Electrochemical Hydrogenation of Quinoline Enabled by Cu0‐Cu+ Dual Sites Coupled with Efficient Biomass Valorization in Aqueous Solution

Abstract The hydrogenation of nitrogen‐containing heterocyclic precursors in aqueous medium is challenging, especially at ambient temperature and pressure. Electrochemical hydrogenation (ECH) of quinoline to 1,2,3,4‐tetrahydroquinoline (THQ) at mild conditions using water as the hydrogen source is demonstrated with splendid activity on a Cu‐based nonprecicous catalyst.

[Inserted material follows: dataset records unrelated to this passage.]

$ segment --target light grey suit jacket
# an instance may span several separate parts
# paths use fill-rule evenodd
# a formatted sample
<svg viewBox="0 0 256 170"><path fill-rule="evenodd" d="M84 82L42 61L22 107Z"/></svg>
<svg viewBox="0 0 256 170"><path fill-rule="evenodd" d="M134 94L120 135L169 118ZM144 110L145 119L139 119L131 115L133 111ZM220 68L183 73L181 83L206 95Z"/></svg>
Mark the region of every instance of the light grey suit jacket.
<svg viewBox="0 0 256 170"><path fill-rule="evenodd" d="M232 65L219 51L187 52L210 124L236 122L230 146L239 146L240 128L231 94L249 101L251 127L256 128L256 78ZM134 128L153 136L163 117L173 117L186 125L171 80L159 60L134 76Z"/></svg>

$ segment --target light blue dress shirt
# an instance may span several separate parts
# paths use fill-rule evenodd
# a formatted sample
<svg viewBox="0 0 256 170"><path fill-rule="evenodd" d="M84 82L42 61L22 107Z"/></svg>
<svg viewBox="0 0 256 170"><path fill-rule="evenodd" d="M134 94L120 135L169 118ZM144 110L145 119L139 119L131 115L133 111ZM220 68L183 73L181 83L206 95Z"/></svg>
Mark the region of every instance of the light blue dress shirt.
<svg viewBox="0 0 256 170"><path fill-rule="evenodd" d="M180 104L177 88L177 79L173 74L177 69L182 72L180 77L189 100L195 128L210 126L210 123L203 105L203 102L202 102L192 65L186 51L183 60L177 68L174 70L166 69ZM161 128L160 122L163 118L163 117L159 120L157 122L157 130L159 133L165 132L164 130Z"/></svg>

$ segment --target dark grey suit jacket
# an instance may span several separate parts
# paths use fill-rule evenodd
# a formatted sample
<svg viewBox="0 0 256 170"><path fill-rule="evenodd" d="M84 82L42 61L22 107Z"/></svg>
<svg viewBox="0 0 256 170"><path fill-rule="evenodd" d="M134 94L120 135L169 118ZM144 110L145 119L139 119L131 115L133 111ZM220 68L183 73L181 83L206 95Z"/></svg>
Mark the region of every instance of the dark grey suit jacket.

The yield of THQ is up to ≈100% with ≈100% selectivity at −1.275 V vs Hg/HgO. The real active sites and key intermediates are deciphered, where the Lewis acid‐base sites on the heterointerface of Cu/Cu 2 O are beneficial to the quinoline adsorption in a dual‐site coordination configuration and water dissociation to afford H * . The presence of Cu 0 plays a vital role in inhibiting the binding of H * , which ensures good Faradaic efficiency. In addition, a novel co‐production system by coupling benzyl alcohol oxidation at the anode is established, achieving dual benefits in both energy utilization efficiency and economic benefits.